Closed crides closed 5 years ago
We already store Booleans and the singleton null
value directly in the NaN value, along with the type tag to indicate that's what we're doing. We can't fit any of the other built-in types because they have additional data they need to carry with them. Range is the smallest value and it still needs room for two full doubles.
We could potentially store small strings inline — many VMs do this optimization — but it's not clear that that will give us enough performance to be worth the complexity.

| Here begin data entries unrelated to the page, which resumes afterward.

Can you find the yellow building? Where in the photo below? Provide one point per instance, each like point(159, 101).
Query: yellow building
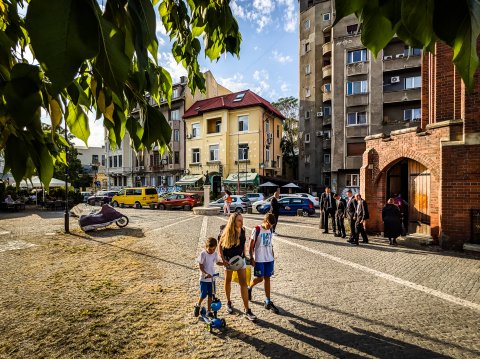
point(236, 138)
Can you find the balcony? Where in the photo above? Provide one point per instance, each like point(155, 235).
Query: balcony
point(402, 96)
point(327, 144)
point(395, 64)
point(327, 96)
point(327, 71)
point(357, 68)
point(326, 48)
point(356, 100)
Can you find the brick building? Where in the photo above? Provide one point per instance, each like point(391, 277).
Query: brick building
point(436, 166)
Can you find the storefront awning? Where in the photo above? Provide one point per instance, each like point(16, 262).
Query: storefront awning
point(189, 180)
point(245, 178)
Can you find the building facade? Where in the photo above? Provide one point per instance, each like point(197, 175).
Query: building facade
point(125, 167)
point(234, 138)
point(345, 95)
point(435, 166)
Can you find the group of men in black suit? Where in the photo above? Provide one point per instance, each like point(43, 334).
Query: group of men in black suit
point(354, 209)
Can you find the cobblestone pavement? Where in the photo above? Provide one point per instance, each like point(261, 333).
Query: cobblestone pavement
point(336, 300)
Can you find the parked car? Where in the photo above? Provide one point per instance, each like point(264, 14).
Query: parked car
point(136, 197)
point(239, 204)
point(314, 199)
point(294, 203)
point(253, 197)
point(182, 200)
point(101, 197)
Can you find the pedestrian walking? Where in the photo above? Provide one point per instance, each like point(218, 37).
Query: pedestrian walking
point(340, 216)
point(328, 207)
point(206, 263)
point(262, 258)
point(275, 208)
point(361, 216)
point(232, 244)
point(392, 221)
point(227, 202)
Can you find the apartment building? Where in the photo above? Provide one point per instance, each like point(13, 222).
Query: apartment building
point(235, 138)
point(346, 95)
point(125, 167)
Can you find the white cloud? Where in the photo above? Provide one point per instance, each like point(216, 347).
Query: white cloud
point(283, 59)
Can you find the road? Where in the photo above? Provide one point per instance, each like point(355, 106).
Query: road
point(336, 300)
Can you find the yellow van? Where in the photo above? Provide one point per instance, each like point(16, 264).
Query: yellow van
point(136, 197)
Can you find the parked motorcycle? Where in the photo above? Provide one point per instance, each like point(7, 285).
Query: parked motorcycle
point(103, 218)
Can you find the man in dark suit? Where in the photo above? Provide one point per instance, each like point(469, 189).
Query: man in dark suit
point(328, 206)
point(350, 210)
point(340, 216)
point(361, 216)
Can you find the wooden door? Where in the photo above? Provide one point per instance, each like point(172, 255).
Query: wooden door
point(419, 198)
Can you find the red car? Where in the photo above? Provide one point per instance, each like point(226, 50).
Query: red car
point(180, 200)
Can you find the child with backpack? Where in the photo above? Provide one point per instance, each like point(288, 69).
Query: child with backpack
point(262, 258)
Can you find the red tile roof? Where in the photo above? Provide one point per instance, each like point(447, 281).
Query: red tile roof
point(227, 102)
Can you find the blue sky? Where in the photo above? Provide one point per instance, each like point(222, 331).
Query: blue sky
point(268, 63)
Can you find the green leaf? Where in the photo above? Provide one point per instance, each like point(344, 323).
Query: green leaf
point(111, 62)
point(77, 122)
point(156, 128)
point(63, 33)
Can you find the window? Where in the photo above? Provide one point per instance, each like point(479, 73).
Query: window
point(326, 158)
point(243, 152)
point(356, 118)
point(239, 97)
point(176, 135)
point(195, 155)
point(175, 115)
point(243, 123)
point(412, 114)
point(327, 111)
point(413, 82)
point(176, 156)
point(353, 180)
point(412, 51)
point(357, 87)
point(357, 56)
point(352, 29)
point(196, 130)
point(356, 149)
point(213, 152)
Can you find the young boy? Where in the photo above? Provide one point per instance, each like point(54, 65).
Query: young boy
point(206, 262)
point(262, 258)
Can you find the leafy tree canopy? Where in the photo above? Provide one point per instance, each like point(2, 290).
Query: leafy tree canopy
point(100, 59)
point(420, 23)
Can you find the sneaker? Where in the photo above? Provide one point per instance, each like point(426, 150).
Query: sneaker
point(249, 315)
point(229, 308)
point(272, 307)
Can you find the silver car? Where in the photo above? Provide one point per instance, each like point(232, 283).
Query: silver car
point(239, 204)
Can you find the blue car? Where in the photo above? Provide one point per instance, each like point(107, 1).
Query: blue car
point(295, 203)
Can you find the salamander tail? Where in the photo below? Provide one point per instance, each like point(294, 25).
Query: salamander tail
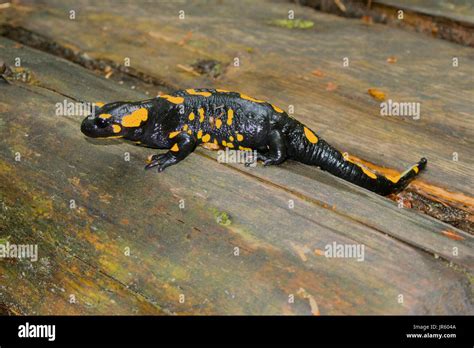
point(312, 150)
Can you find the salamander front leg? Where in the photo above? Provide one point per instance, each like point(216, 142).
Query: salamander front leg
point(276, 149)
point(184, 145)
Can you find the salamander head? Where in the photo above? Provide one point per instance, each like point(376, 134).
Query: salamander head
point(119, 119)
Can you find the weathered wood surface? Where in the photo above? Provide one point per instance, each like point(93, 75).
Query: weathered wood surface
point(277, 64)
point(186, 251)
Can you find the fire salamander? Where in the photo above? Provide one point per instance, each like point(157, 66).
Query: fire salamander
point(187, 118)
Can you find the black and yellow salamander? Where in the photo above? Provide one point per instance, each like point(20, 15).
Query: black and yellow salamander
point(186, 118)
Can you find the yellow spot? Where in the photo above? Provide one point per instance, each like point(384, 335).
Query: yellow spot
point(201, 114)
point(135, 118)
point(171, 99)
point(175, 148)
point(276, 108)
point(230, 116)
point(310, 136)
point(173, 134)
point(244, 96)
point(393, 179)
point(368, 173)
point(203, 94)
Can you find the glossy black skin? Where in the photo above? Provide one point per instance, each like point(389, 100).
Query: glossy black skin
point(275, 135)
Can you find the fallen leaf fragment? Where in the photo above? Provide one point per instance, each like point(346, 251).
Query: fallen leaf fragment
point(317, 73)
point(331, 86)
point(377, 94)
point(312, 302)
point(452, 235)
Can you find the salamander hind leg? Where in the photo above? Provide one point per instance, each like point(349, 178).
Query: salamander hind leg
point(184, 145)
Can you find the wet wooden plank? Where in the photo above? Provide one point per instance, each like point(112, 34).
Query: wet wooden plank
point(188, 252)
point(459, 10)
point(307, 183)
point(277, 64)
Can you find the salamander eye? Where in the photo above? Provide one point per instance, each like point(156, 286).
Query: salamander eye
point(101, 123)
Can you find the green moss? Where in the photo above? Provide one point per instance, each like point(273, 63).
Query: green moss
point(222, 218)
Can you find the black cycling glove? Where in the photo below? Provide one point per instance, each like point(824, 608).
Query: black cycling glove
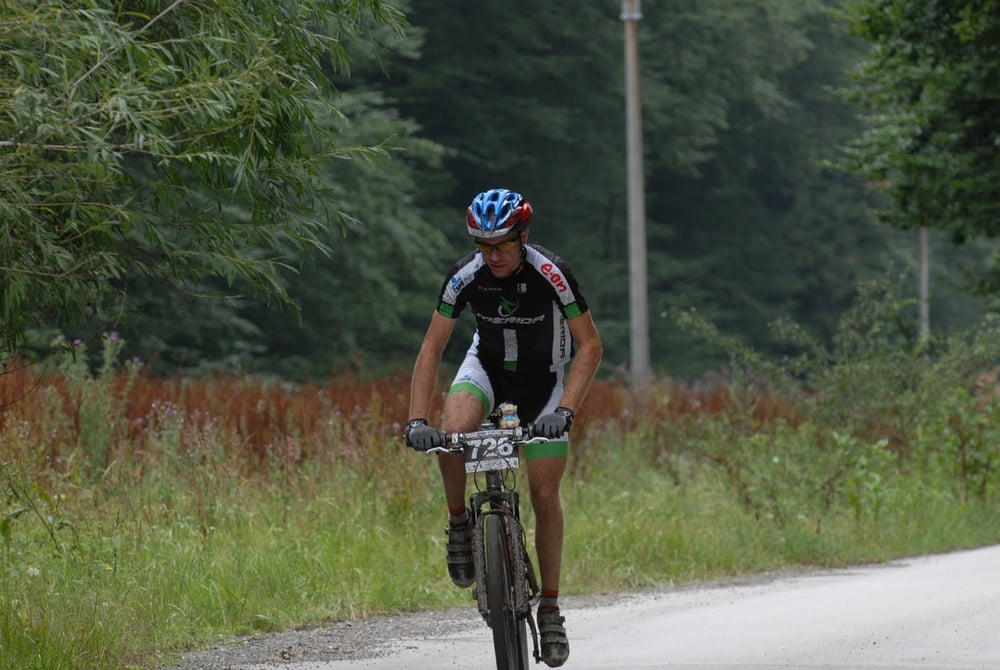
point(420, 436)
point(555, 424)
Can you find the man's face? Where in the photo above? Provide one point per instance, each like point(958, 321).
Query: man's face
point(502, 256)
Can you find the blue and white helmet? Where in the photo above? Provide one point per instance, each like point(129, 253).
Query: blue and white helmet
point(497, 213)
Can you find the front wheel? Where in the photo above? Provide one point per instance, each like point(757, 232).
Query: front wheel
point(510, 641)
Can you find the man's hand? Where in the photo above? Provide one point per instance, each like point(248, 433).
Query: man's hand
point(556, 424)
point(420, 436)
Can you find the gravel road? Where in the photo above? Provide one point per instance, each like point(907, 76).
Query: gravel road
point(926, 613)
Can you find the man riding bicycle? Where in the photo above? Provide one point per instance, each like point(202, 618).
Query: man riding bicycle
point(530, 316)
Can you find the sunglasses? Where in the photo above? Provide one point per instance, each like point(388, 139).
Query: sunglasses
point(506, 245)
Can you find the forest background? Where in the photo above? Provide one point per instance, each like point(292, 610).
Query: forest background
point(749, 121)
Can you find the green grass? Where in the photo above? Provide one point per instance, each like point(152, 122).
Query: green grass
point(143, 516)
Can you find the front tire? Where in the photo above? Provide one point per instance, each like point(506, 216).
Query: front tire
point(510, 641)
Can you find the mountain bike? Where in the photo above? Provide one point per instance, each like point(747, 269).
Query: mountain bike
point(505, 586)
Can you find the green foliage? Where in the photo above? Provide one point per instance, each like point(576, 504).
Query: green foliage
point(175, 143)
point(876, 422)
point(929, 87)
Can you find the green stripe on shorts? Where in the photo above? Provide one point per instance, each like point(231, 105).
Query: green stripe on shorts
point(469, 387)
point(557, 448)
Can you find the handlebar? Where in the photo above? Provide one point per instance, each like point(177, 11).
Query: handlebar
point(454, 443)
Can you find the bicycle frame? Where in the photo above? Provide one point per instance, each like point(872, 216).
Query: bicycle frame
point(491, 454)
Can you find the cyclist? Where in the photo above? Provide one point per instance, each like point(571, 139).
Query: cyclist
point(530, 316)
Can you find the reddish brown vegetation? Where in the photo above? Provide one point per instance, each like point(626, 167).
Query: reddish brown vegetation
point(260, 419)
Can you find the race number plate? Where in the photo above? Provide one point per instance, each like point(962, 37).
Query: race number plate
point(489, 450)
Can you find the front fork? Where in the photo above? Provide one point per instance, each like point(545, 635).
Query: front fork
point(526, 591)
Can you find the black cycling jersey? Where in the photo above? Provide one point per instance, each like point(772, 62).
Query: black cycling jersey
point(520, 319)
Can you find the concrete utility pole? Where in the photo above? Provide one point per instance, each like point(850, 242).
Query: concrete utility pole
point(638, 301)
point(924, 284)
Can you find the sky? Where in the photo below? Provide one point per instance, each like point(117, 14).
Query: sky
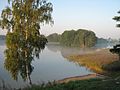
point(94, 15)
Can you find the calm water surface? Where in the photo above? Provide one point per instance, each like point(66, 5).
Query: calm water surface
point(52, 65)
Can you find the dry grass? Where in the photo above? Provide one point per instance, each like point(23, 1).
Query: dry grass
point(96, 60)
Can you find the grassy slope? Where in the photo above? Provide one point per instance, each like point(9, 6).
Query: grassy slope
point(91, 84)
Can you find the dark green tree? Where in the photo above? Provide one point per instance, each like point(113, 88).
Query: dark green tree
point(80, 38)
point(23, 39)
point(116, 48)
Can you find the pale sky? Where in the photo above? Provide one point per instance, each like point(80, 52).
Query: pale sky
point(94, 15)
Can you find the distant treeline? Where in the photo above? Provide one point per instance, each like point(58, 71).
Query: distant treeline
point(79, 38)
point(2, 37)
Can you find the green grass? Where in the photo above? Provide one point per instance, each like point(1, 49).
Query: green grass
point(91, 84)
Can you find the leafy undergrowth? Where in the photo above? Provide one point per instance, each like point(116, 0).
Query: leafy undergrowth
point(91, 84)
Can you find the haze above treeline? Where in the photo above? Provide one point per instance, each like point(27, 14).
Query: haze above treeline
point(80, 38)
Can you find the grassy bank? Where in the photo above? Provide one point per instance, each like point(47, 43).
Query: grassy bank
point(91, 84)
point(98, 61)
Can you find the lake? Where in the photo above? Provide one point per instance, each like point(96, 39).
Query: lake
point(52, 65)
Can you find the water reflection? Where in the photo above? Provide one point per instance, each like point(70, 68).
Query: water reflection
point(67, 51)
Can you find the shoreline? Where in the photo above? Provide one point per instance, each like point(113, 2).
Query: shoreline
point(84, 77)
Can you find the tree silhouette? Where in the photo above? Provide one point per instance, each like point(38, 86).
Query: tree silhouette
point(23, 39)
point(116, 48)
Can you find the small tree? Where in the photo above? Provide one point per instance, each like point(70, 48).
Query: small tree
point(116, 48)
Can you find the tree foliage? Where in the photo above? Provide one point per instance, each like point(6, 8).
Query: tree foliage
point(53, 37)
point(116, 48)
point(23, 39)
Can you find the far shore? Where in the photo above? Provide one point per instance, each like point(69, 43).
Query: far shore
point(93, 61)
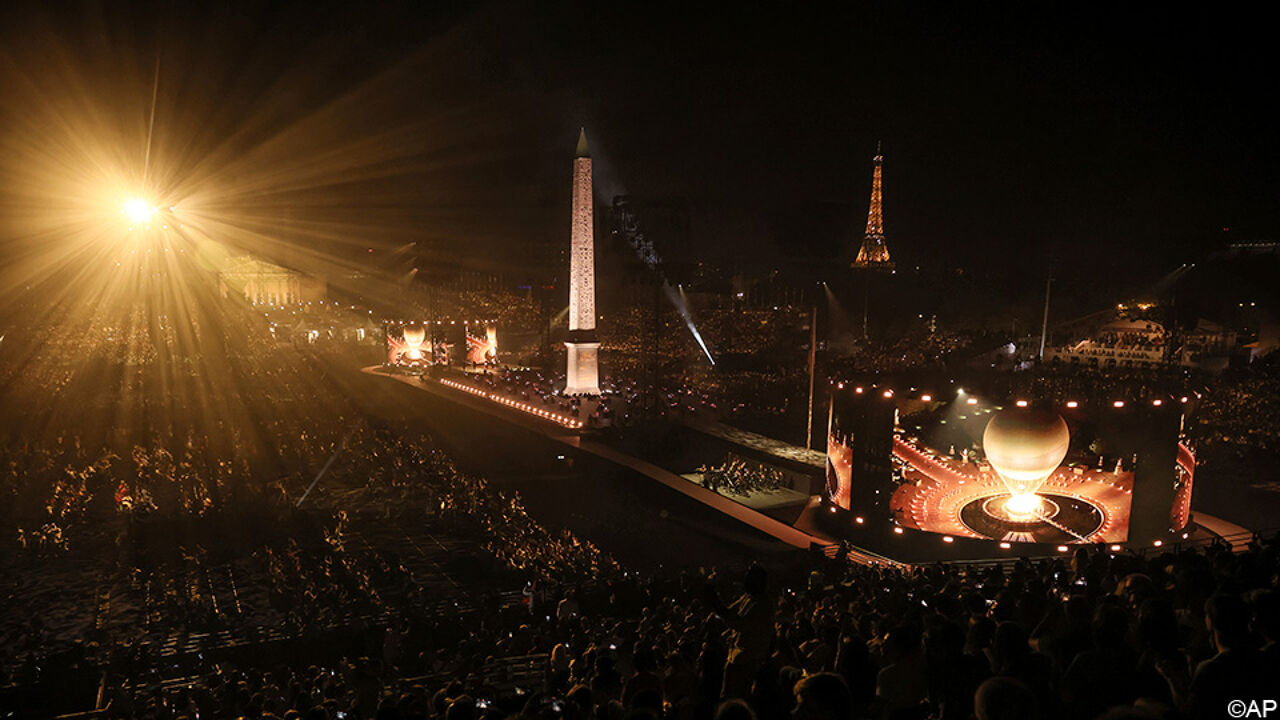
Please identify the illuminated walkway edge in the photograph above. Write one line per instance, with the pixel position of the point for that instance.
(554, 431)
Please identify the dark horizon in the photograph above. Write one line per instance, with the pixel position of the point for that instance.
(1096, 146)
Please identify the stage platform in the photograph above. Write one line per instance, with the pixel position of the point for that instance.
(794, 455)
(574, 438)
(759, 500)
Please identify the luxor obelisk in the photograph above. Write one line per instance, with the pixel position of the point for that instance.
(584, 347)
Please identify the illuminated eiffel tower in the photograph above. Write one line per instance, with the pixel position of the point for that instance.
(873, 255)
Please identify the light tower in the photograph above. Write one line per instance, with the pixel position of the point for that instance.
(583, 358)
(874, 254)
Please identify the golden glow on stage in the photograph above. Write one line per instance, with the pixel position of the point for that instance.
(531, 409)
(138, 210)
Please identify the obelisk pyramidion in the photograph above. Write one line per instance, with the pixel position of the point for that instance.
(583, 358)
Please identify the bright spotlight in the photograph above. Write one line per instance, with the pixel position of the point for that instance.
(137, 210)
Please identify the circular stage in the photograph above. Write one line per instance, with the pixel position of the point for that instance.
(1059, 519)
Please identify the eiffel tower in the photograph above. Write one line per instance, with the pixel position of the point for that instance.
(873, 255)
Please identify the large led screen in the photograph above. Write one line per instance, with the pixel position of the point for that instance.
(1019, 470)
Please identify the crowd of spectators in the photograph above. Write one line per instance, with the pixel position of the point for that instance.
(1100, 634)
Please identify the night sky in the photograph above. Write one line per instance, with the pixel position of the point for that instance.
(1087, 141)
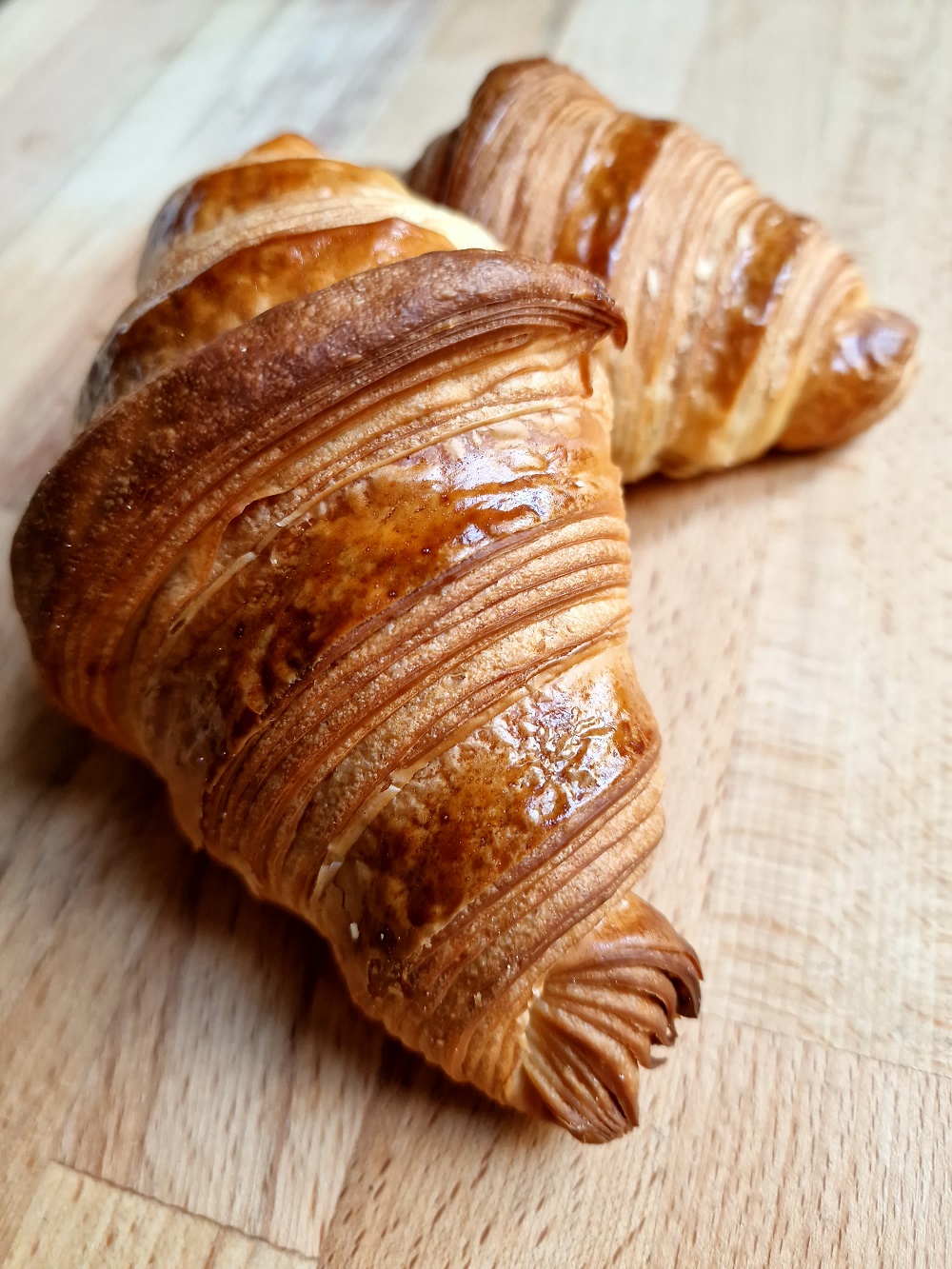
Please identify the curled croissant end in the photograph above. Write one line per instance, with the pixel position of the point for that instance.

It might actually be better to simply intern all strings like Lua does.
Okay, I probably haven't made my point clear. I know about the singleton storage stuff and the objects themselves (maps, lists, ranges etc.) are pretty big compared to a double
. What I meant is that you can store the type of the Obj*
(maps, lists, ranges, class objects) into the remaining 4 or 5 bits.
What I meant is that you can store the type of the Obj* (maps, lists, ranges, class objects) into the remaining 4 or 5 bits.
Ah, you mean get rid of ObjType
and merge that with ValueType
? That might be possible, but I think it will cause more problems than it solves. When the GC iterates through the object list, it only has the Obj
, not a Value
. It still needs to be able to tell what kind of object it has. So if we hoist the object type out of Obj
itself, we have to figure out how it can access that. We might be able to change the links from Obj*
to Value
to carry that around, but it's not clear that actually solves any problems.
Smaller footprint might improve performance? But also say if you had to track the Value by storing it in the Obj that adds weight back, so it might not be a win... only way to know is measure. It's an interesting idea
Smaller footprint might improve performance?
It might, yes. But Obj already needs at least a couple of bits in the header for GC marking, so any benefit of removing ObjType is probably lost to padding anyway. Still worth investigating though. :)
ObjType and GC flags should be merged in a bit field if we really are desesparate for object space.
Actually, today I just did a simple test. I add the following to src/cli/main.c
just to test the size of the primitive objects:
#include "../vm/wren_value.h"
#define print_size(o) printf("sizeof(%s) -> %lu\n", #o, sizeof(o))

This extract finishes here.